Back home far North, she had been a student and she’d managed to get an internship in Paris. When it was time to leave for work in the mornings in Paris, she would take two métro lines and then transfer to the bus, traveling to the outskirts of town. Each morning, she would get off the line 4 at Montparnasse, where she would then transfer to line 12. The trip took over an hour each way.
The Montparnasse metro station in the mornings, she discovered, was full of business people, all in a hurry. Whenever a metro left the station, the platform would soon flood in a new wave of people. The women all wore high heeled pumps and no one had winter clothes.
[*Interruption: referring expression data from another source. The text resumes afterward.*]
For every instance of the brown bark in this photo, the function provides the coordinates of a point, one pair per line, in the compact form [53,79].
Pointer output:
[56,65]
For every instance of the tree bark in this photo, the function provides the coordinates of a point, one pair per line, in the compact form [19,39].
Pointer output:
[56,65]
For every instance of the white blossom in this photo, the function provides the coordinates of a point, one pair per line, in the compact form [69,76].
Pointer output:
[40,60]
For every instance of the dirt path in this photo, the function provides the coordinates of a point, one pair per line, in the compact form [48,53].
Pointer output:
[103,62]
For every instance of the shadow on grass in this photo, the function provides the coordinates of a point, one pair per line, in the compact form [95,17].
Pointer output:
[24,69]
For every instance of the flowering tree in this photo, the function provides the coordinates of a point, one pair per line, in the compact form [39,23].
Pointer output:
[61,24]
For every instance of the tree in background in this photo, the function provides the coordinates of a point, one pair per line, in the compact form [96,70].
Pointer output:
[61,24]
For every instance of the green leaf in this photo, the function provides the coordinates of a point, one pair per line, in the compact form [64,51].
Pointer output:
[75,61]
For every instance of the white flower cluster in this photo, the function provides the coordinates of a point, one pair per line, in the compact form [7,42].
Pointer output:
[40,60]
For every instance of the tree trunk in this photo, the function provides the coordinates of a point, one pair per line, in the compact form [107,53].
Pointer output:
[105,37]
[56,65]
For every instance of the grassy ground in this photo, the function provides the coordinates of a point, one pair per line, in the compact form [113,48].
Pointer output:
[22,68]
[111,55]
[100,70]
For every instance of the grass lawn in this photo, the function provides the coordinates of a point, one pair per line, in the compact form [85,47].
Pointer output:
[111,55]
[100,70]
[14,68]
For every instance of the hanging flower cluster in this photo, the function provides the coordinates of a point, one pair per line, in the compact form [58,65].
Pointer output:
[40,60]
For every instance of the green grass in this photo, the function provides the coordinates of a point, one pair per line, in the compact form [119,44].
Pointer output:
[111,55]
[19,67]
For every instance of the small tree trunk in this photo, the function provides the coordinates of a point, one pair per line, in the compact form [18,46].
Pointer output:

The metro’s climate was subtropical and it was easy to forget the month was January. The men were clad in huge, colorful scarves with their smart shirts and they read books casually while standing. Some of the more bohemian types had dressed in over-sized woolen sweaters with visible holes, soon the fashion rage elsewhere in Europe. Day after day, the same street musicians would play their instruments in the underground corridors and the same beggars would pass from metro wagon to wagon telling their stories.
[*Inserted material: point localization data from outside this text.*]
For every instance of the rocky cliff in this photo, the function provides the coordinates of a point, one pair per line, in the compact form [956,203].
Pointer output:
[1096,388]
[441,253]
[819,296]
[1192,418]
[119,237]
The more she traveled through Montparnasse, the more she started viewing the station as a video game being played at double speed. It started to seem surreal. The speed – she had to keep up. Like driving on a freeway, if someone was slower, the whole system would collapse. There were always people passing her by in a smooth, automated half-run, curving left and right to overcome obstacles. Everyone going the same direction, until a crossroads would appear in the tunnels and some would dart left, some keep going straight. If you stopped to tie a shoelace, you might get trampled. The girl never stopped, not even to buy a chocolate bar she craved or the tempting Glamour magazine in the news stands at the edges of breaks in the corridor.
She would buy those later. She soon developed a habit of walking back home from work, no matter how many hours it took. It was the best part of being in Paris, after all, the walks. Each arrondissement and each quartier had their own atmosphere. Sometimes, she felt like she’d entered a farmer’s market, some moments transported her to Asia, and in some streets everything suddenly became very shiny and posh.
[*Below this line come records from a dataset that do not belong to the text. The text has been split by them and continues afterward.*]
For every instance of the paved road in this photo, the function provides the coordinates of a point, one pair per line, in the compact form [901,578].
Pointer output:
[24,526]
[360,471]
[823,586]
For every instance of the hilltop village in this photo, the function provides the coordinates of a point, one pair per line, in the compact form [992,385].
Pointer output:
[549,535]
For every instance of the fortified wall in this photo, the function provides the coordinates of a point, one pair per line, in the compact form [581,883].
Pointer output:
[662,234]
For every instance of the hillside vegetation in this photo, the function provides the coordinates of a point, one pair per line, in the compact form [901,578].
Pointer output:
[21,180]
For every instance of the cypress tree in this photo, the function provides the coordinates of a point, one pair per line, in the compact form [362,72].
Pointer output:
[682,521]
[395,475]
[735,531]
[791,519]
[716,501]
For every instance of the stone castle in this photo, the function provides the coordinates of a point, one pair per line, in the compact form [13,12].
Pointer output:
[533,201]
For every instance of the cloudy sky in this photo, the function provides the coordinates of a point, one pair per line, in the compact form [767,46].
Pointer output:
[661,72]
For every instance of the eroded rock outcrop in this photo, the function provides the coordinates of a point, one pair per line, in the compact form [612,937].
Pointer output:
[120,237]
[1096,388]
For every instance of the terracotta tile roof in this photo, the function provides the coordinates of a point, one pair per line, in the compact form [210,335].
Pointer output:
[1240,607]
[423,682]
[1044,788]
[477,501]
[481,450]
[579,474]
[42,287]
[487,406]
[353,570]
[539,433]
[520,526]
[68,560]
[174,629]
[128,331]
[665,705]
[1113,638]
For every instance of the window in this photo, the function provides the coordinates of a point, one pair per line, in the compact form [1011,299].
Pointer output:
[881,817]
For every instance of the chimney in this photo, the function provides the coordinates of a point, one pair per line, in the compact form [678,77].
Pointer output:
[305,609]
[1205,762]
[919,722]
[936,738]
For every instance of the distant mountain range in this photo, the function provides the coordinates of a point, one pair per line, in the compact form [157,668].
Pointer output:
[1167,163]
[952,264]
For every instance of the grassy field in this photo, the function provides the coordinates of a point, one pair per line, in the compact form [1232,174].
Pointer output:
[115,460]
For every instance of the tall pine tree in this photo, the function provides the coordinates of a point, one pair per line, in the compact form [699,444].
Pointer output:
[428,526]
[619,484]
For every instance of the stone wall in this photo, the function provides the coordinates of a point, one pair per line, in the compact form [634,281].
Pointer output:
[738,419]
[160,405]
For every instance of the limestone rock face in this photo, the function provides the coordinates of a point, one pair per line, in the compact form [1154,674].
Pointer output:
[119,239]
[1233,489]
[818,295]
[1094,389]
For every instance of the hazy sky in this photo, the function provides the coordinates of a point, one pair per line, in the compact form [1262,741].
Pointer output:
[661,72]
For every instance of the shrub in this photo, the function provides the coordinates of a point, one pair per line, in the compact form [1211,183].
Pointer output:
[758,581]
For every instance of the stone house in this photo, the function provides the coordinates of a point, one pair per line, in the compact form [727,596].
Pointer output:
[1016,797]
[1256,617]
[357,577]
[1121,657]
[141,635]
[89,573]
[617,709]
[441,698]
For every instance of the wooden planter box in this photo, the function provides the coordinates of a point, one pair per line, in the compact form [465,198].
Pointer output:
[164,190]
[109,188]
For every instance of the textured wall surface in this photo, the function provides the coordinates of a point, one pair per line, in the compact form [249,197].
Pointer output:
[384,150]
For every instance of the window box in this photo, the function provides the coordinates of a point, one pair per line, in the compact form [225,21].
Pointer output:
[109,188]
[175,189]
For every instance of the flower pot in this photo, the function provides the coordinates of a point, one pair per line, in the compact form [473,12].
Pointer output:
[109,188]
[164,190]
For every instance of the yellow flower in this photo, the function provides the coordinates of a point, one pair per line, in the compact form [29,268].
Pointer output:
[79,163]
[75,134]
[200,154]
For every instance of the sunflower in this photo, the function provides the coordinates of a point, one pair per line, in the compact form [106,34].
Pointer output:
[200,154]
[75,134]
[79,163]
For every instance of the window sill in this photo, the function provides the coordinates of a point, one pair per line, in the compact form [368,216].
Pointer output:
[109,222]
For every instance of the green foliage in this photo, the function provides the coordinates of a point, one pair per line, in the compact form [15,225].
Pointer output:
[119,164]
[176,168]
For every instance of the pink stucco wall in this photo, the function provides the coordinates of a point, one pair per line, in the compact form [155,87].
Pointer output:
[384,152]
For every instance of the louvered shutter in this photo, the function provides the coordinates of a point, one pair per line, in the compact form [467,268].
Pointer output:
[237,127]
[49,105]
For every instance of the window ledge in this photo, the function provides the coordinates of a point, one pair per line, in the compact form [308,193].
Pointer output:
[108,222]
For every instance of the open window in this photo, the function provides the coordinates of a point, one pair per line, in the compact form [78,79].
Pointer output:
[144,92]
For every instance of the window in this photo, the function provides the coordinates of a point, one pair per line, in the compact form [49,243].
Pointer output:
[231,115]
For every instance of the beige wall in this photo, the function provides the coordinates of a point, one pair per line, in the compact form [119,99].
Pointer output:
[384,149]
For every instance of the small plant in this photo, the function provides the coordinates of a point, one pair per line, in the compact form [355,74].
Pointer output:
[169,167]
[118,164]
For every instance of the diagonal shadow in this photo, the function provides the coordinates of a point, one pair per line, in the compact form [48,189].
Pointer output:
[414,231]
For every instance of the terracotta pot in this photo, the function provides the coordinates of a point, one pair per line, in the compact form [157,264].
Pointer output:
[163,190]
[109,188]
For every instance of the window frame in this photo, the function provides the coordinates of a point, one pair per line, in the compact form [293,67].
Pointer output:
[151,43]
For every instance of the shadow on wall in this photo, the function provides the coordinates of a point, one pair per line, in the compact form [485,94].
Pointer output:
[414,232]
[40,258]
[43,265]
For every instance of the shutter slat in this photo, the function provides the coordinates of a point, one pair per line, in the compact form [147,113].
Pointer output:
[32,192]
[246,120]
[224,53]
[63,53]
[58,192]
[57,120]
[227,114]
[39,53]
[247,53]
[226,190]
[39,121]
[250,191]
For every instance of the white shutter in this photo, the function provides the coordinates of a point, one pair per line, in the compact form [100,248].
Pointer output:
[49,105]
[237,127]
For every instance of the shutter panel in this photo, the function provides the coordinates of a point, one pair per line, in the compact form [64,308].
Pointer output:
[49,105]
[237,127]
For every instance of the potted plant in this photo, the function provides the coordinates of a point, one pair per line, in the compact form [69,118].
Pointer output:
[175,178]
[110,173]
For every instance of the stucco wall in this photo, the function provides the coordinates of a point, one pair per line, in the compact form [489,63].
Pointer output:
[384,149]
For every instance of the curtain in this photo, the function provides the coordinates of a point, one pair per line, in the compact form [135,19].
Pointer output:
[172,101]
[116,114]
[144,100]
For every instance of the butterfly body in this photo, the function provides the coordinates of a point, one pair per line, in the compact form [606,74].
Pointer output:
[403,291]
After work, she would go to the internet cafés, soon picking out her favorite go-to one. Since blogging wasn’t yet common in her world, she would write long emails to her friends and family back home. Her friends would write her back, telling her that they’d laughed so hard that people were giving them strange looks when they read those emails. She now has no idea what she’d written about back then.
Sometimes I feel like I’ve already lived many lives.